CHAPTER SEVENTY-FOUR
Present Day
I feel as if I’ve been smacked in the face. I also feel as if I’m flying. But he’s right once again. I don’t want this. I want to run away from it. Because it doesn’t feel safe. It doesn’t feel safe at all.
The only way I can come up with to protect myself is to attack. ‘You love me? And you think that’s an okay thing to say to me? I’m Simon’s fiancée! That’s a great way to show your loyalty to your best friend!’
‘I can’t help what I feel. What I’ve always felt. I tried so hard not to. You have no idea.’
He looks pained, but I can’t let myself be fooled again. I can’t give in to him. ‘Even if what you say is true, that it’s not just some “ha, I got you good!” scheme and you really have feelings for me, that makes it worse. It’s so manipulative! You made me think you were Simon so I’d open up to you in a way you knew I wouldn’t if I were talking to you. You lured me in and you made me trust you with things I’d never told anyone else. And I still don’t understand why. I was with Simon! What were you ever going to get out of it?’

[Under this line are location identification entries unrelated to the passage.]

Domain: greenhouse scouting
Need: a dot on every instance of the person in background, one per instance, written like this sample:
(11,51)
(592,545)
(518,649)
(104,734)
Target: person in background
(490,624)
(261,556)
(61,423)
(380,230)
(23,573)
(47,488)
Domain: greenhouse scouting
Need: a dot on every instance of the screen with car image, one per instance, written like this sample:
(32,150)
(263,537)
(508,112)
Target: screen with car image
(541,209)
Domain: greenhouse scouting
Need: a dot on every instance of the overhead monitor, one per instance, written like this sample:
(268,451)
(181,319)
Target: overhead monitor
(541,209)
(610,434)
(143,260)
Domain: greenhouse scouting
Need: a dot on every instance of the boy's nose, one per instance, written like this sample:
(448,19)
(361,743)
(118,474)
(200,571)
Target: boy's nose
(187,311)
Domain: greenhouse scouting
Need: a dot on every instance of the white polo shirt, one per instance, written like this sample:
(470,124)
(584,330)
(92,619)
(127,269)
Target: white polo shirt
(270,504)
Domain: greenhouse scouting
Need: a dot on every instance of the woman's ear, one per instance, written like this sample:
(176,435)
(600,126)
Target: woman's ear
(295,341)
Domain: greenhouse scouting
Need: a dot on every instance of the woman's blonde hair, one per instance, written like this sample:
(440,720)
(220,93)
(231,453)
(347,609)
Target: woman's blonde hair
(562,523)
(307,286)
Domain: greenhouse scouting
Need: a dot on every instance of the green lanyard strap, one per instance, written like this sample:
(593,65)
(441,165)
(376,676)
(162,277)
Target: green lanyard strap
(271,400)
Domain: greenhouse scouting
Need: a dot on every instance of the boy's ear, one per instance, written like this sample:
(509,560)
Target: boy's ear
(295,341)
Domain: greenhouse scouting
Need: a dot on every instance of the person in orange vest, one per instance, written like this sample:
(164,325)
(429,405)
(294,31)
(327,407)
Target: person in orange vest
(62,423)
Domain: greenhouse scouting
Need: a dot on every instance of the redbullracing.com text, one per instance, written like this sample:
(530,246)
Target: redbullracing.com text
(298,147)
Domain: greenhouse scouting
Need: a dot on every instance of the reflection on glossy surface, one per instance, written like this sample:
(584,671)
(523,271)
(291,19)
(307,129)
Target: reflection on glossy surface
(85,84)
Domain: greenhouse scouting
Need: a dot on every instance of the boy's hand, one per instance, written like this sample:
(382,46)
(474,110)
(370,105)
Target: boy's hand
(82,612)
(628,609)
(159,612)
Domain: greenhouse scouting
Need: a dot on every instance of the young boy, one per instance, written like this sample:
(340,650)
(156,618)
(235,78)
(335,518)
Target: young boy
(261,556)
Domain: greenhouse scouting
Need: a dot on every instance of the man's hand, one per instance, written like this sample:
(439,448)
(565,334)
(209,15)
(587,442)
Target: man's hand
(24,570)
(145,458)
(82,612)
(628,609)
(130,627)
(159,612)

He’s stopped from answering by a ding from my phone. I hold up a hand and check the text message that’s just arrived. It’s the cab company. There’s an accident on the road from Kingsbridge and they’re going to be delayed.
That can’t happen. I know I’m teetering on the edge of believing Gil, even though I want to hate him, I want to believe he’s the waste of space I always thought he was. ‘I can’t listen to this any more,’ I say.
Leaving my cases in the hallway, I stride past him into the living room and head for the kitchen drawer where he keeps all his odds and ends.
‘What are you looking for?’ Gil asks, his voice tense and heavy as I scrabble through the drawer looking for a small white business card I’m sure I saw there a week or two ago.
‘The number for the taxi driver who lives in the next village.’
‘If you really want to go back to London, I’ll drive you.’
‘No way. I’m booked on the 7.20 out of Totnes.’
‘You’re going to go all that way on your own?’
I’ve been through the mostly empty drawer three times now and the card is nowhere to be found. I spin round and take my frustration out on Gil. ‘Yes, on my own. I won’t die. I was a capable woman once upon a time, and I still have a few working brain cells, you know.’
‘I wasn’t doubting your ability. That’s not what I was saying. It’s just that some situations still make you nervous—’
‘There you go, telling me about myself again. But you know nothing about me, Gil Sampson.’
His gaze is steady. The fact he’s relatively calm while I feel as if I’m climbing the walls only makes me feel more out of control. ‘Then at least let me drive you to the station. I can explain on the drive there.’
‘No,’ I say quietly.
‘You’ve got to give me a chance!’
‘I don’t have to do anything you tell me to do. I’m my own person. I’m not going to stay here to please you. I’m going to please myself, and what I want to do is call a cab to take me to the station.’
He steps closer, runs a hand through his hair and then meets my gaze. It feels as if he’s letting me look into his very soul, but I know I can’t trust that feeling.
‘I’m not telling you to do anything. I’m begging you, Erin. Please let me explain. I’m not the person you think I am, I’m really not.’
I shake my head. I feel as if I’m in an earthquake, that his revelation he was the one I was talking to all those years ago has split the ground, making it shift beneath my feet, and now it’s all I can do to stay upright as the aftershocks roll through. I have to grab on to the one thing I believe to be true. ‘All you can do in this life is judge people by their actions, and you have betrayed me twice, Gil.’
Gil looks as blindsided as I feel. ‘Twice?’
‘First by pretending to be Simon, by manipulating me and lying to me and then … Because you did it all over again. Here. At Heron’s Quay. Over these last few weeks you made me trust you again. You made me—’ My next word was about to be ‘feel’ but I stop myself. I clear my throat and regroup. ‘What matters is you’ve just proved to me I was right all along. You are not worth my time or attention. You’re nothing to me.’
Gil stares back at me for a few seconds and I see the desolation in his eyes. If he isn’t lying to me, if he really has feelings for me, then I know I have just ripped his heart out with my bare hands and shredded it before him. I have to look away.
I hear noises and turn to see Gil rummaging in the open drawer. He pulls out a notepad and pen, scribbles something down on it and hands it to me: Jeff’s Taxis , with a number beneath. And then he turns and walks away.